If successful, Tieke and Taranui could more than double total Tui Area reserves, currently estimated at 27.9 million barrels, with Tieke delivering up to 15MMbbl.
Radford said Kupe production remained on target to start by mid-2009.
“It is significant to note, that although the (renegotiated) Kupe gas contract was key to making the development decision, the condensate and LPG to be recovered, which start at 1.9 million barrels and 90,000 tonnes per annum respectively, are likely to generate roughly the same revenues as the gas,” he added.
“The Kupe permit also has reserves upside, some of which will be determined through drilling the production wells. The facilities are being built with very substantial excess capacity so that increased volumes of product could be handled easily.”

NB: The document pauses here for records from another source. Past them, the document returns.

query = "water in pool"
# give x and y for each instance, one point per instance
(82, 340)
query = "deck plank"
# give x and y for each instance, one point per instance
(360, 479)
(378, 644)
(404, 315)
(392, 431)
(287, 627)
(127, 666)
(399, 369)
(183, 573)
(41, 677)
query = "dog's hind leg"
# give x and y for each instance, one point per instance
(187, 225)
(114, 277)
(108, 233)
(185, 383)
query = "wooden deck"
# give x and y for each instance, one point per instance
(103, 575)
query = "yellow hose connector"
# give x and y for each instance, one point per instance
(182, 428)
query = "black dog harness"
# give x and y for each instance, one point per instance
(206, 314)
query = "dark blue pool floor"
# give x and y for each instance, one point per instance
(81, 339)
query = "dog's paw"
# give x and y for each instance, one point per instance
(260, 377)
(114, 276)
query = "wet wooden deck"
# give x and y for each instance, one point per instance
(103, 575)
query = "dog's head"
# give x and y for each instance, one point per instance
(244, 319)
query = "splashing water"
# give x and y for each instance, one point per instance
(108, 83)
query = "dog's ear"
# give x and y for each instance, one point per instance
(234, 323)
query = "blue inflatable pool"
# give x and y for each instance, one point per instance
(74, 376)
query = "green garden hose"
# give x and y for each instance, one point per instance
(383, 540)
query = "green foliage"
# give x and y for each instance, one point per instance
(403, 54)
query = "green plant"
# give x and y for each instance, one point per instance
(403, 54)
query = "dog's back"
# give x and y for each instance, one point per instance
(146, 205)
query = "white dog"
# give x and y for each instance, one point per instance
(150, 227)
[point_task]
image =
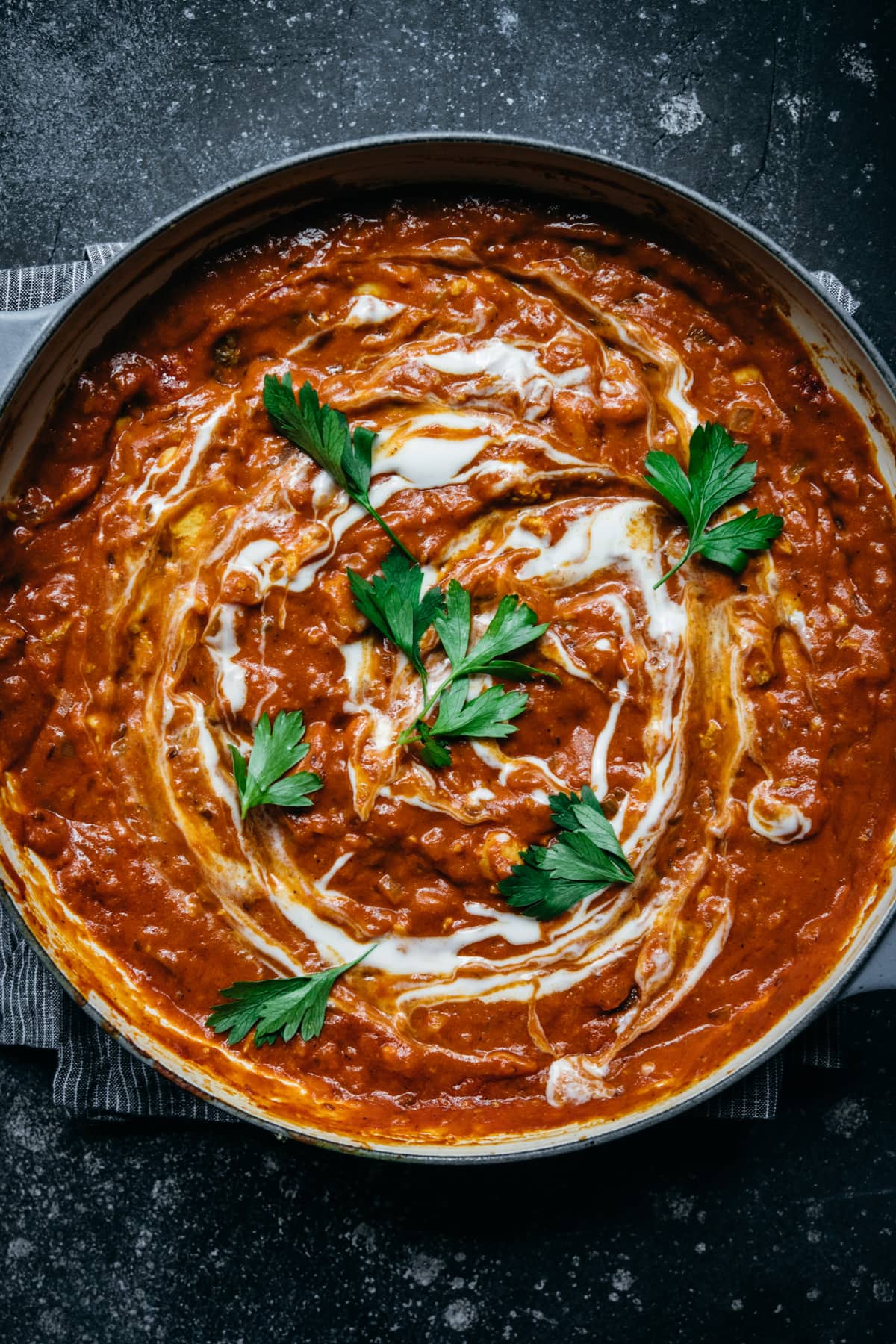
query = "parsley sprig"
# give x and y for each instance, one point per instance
(324, 435)
(586, 856)
(394, 603)
(716, 476)
(264, 779)
(277, 1007)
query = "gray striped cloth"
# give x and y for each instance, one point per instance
(99, 1080)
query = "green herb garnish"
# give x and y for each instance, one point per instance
(276, 750)
(277, 1007)
(716, 476)
(324, 435)
(394, 604)
(586, 856)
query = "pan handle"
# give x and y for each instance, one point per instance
(879, 972)
(18, 334)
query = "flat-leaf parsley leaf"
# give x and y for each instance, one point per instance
(324, 435)
(586, 856)
(264, 779)
(716, 476)
(277, 1007)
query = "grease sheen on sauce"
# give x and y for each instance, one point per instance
(172, 570)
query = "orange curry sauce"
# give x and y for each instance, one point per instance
(172, 569)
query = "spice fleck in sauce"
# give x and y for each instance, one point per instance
(172, 569)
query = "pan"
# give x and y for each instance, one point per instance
(40, 351)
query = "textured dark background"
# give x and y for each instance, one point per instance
(112, 114)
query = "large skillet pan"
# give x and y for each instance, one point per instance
(40, 351)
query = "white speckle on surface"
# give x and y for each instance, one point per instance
(857, 65)
(845, 1117)
(460, 1315)
(423, 1269)
(508, 22)
(28, 1130)
(682, 114)
(682, 1206)
(795, 107)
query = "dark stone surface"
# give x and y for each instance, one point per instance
(109, 117)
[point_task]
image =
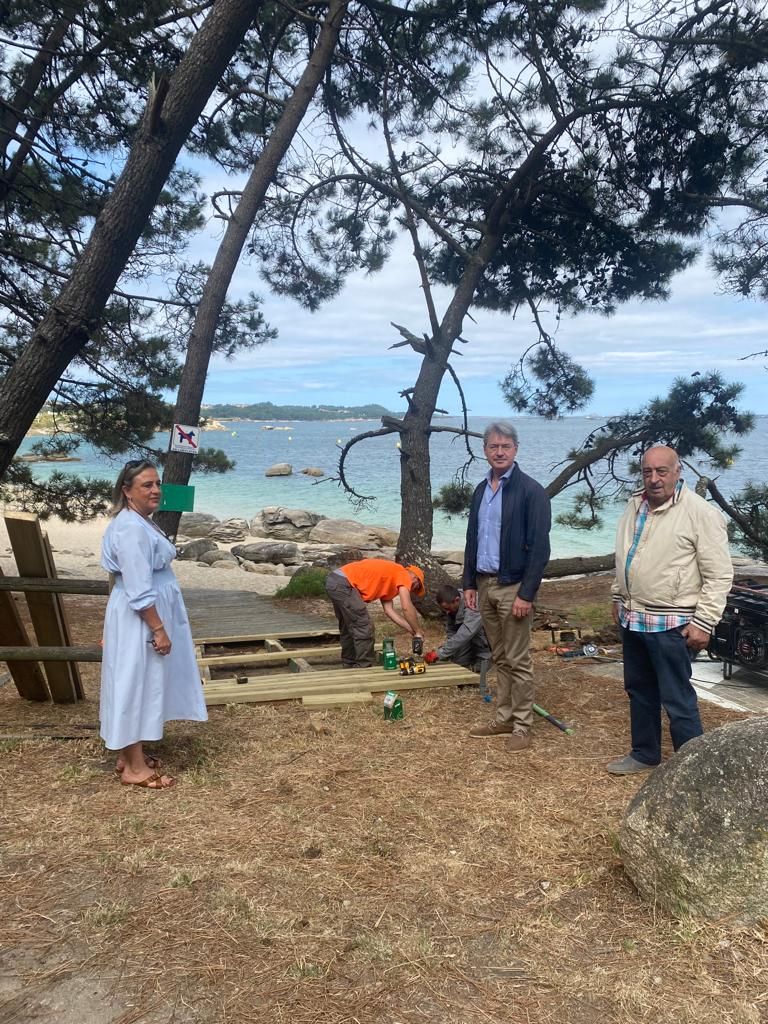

Kupe would contribute about 15% of New Zealand's current gas requirements, about 150 petajoules per annum.
NZOG was also stepping up its exploration program.
In addition to Tieke and Taranui, there were also several other exciting opportunities, particularly Hector within the Hector South Sub-block (PEP 38483).
“Hector is a tremendous prospect that could deliver substantial rewards and prove the existence of a new oil migration fairway within our permit areas,”said Radford.
Discovery at Hector, which had potential recoverable oil of 50-60MMbbl, would trigger drilling of follow-up targets. The Ocean Patriot is scheduled to drill Hector-1 following Tui and Taranui.
The Tui (PMP 38158) partners are operator AWE NZ (42.5%), Mitsui E&P NZ (35%), NZOG (12.5%) and Pan Pacific Petroleum (10%).
The PEP 38483 partners are operator AWE NZ (44.317%), NZOG (18.864%), Mitsui E&P NZ (22.728%) and Pan Pacific (14.091%).
The Kupe partners are operator Origin Energy (50%), Genesis Energy (31%), NZOG (15%) and Mitsui E&P NZ (4%).